Dan Gross told me that the annual One Pitch-Slow Pitch Tournament at the Rumford Point baseball field was happening right on schedule Saturday. The weather, your ideal, pluperfect, heavenly late-summer-in-Western Maine weather, was a plus, of course.

Six teams competed for the prize, a trophy the winning team’s sponsor ($120 per team) could display until next year. Teams came from Buckfield, Mexico (Tommy Guns), Bethel (Doctors), Rumford (State Farm and two others).

For the uninitiated – would that be you? – a One Pitch-Slow Pitch softball game goes like this: one pitch per batter up; if it’s a ball, batter walks; a strike, the batter’s out; a hit, run for it. A slow pitch is thrown so the ball makes a 6 to 12-foot arc before it reaches the plate. There are just seven innings to a game and with the one-pitch hitch the games move fast. Dan thought there’d be 10 or 11 games before the afternoon’s winner was declared. At 3 p.m., the Bethel Docs were battling Rumford’s State Farm team; the winner would face Rumford Point in the playoffs.

Dan began the tournament tradition three years ago when he succeeded his brother Brian as president of the Rumford Point Athletic Association. The event is a fundraiser for the association. Brian and Dan’s father was a leader in the organization. Names like Kezal and Stearns still figure importantly.

In the summer’s best weather yet, watching all those grownups from all over our region playing hard and happy one-pitch-slow pitch softball was grand.

Weather watch

Thankfully, Butch Roberts and his colleagues were not out on flood and road washout emergencies when I called the Gray weather station last week. My mission was to find out how this summer’s rainstorms – deluges, more like – stack up against those of previous summers.

Butch referred me to weather.gov. Try it, discover its limitations and possibilities. And sense of humor: “click here to learn how to read this gibberish.” I learned that the average precipitation for July in our region is 3.58 inches; in July 2008, there were 5.03 inches or rain. Data for August is not yet available.

Impatient as ever, I returned to my notes from the talk with Roberts. Getting stuck in a weather pattern happens “every once in a while.” He cheered me, promising a good stretch of splendid weather just ahead of us. He reminded me that “our life span is a second.” He reminded me of Noah’s Ark – “you’d have to think there had been a lot of rain” – and he pointed out that climate spans thousands of years.

The National Weather Bureau was established in the mid-19th century. By the 1950s, the word bureau had fallen out of favor; after some experimentation, the name National Weather Service Office stuck. It is under the National Oceanic and Atmospheric Administration of the U.S. Department of Commerce. “It was created basically to help the transport of goods and ships,” Butch said.
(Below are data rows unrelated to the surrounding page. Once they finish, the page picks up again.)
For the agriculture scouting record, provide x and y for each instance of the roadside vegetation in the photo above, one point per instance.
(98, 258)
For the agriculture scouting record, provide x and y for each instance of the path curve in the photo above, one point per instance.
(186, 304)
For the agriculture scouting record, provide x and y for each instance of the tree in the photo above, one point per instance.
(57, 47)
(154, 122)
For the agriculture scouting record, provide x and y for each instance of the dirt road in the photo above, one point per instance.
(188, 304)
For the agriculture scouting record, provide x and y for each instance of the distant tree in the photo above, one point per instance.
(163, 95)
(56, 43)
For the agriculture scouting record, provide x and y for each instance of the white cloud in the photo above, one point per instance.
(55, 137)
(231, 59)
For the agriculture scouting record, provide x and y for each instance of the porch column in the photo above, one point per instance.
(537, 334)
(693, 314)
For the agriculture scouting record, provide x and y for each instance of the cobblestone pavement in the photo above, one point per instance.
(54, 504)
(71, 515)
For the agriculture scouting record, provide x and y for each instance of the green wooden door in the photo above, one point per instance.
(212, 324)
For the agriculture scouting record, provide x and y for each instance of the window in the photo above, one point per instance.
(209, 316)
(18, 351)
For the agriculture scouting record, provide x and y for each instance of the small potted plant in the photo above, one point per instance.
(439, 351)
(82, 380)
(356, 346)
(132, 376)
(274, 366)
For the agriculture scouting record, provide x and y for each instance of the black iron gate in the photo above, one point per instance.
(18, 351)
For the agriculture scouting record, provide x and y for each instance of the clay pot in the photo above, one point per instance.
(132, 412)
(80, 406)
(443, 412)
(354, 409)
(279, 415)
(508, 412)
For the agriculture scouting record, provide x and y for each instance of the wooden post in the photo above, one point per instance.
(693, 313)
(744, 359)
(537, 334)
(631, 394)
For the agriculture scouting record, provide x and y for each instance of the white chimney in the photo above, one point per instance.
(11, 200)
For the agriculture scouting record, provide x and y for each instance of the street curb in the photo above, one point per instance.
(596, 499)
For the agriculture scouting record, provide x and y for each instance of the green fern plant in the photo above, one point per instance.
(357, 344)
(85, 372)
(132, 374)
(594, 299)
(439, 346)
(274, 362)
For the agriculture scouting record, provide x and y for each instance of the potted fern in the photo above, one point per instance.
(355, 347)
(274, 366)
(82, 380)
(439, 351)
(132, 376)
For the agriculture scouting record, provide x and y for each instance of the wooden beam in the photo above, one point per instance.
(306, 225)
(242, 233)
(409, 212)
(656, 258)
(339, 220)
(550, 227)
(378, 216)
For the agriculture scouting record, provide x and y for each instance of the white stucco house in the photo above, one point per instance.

When I told him I was calling from Rumford, he said he’d been there just the day before. He visits the region’s weather observers, who assist the weather folks in Gray by reporting measurements of precipitation and temperatures in their backyards.

In Rumford, Rhonda Violette is the official observer, a post she took over from her father-in-law Armand. I have yet to talk with Rhonda, but I did connect with her sister-in-law Martha Violette. Armand, she told me, died in 2000 or 2001 after some 50 years of service to the Weather Service.

If Armand was a citizen weather observer for that long a time, he might well have inherited the post from Evaline Abbott Warren, who died in 1966. Shall I call Butch Roberts again and trace Rumford’s citizen weather observers back to its first? Could that stalwart have been inspired by the very first of the nation’s citizen weather observers – now 11,000 strong – Benjamin Franklin?